Two years on from the 2017 ICO craze and some crypto projects are calling it quits despite escaping harsh sanctions from regulators. Some commentators say authorities may be forced to adopt harsher punishments for illegal token sales since indicted projects cannot be trusted to pay back investors.
Gladius Calls it Quits
According to the Wall Street Journal (WSJ), Gladius — a blockchain-based internet security startup, has shut up shop despite raising more than $12 million during its 2017 ICO. The company even escaped a heavy fine from the U.S. Securities and Exchange Commission (SEC) for selling unlicensed securities.
Despite escaping a heavy fine, the Gladius hierarchy says it no longer has enough funds to continue running the business. Speaking to WSJ, George Mastoris, an attorney for the company say Gladius failed to attract new investors to save the business.
For the SEC, Gladius’ predicament further exemplifies the Commission’s stance against unlicensed crypto token sales. The SEC had originally ordered the company to file disclosures as part of the settlement.
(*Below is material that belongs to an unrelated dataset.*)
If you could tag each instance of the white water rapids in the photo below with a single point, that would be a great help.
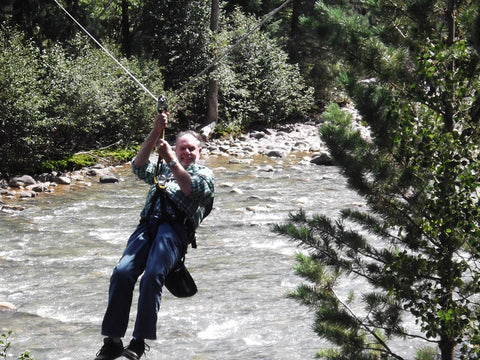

With the company going under, it appears such disclosures will not be filed. Also, there is the matter of the over 1,700 investors who participated in the 2017 token sale.
As previously reported by Bitcoinist, the ICO market is all but dead with token sales down by more than 95% in 2019. The 2018 crypto bear market and the litany of indictments and fines levied against ICO projects appear to have cooled down interest in token sales.
ICOs Missing Repayment Deadlines May Force SEC’s Hand
Gladius isn’t alone in failing to comply with SEC demands to file disclosures or pay back investors. Projects like Airfox have also failed to meet up with the terms of their settlement deals with the SEC.
Such a situation might see the Commission electing to levy even heavier fines against indicted ICO projects. So far, the SEC has been content with a slap on the wrist of these projects as previously reported by Bitcoinist.
However, with the financial health of several of these blockchain startups, hefty fees may not amount to much.
Meanwhile, some commentators have pointed out that startups that elect to follow regulated channels for their token sales end up incurring a heftier financial burden than their unregulated counterparts.
For instance, Blockstack paid $2 million for its regulated token sale which raised about $23 million. However, the SEC fined Block.one $24 million for its $4 billion ICO.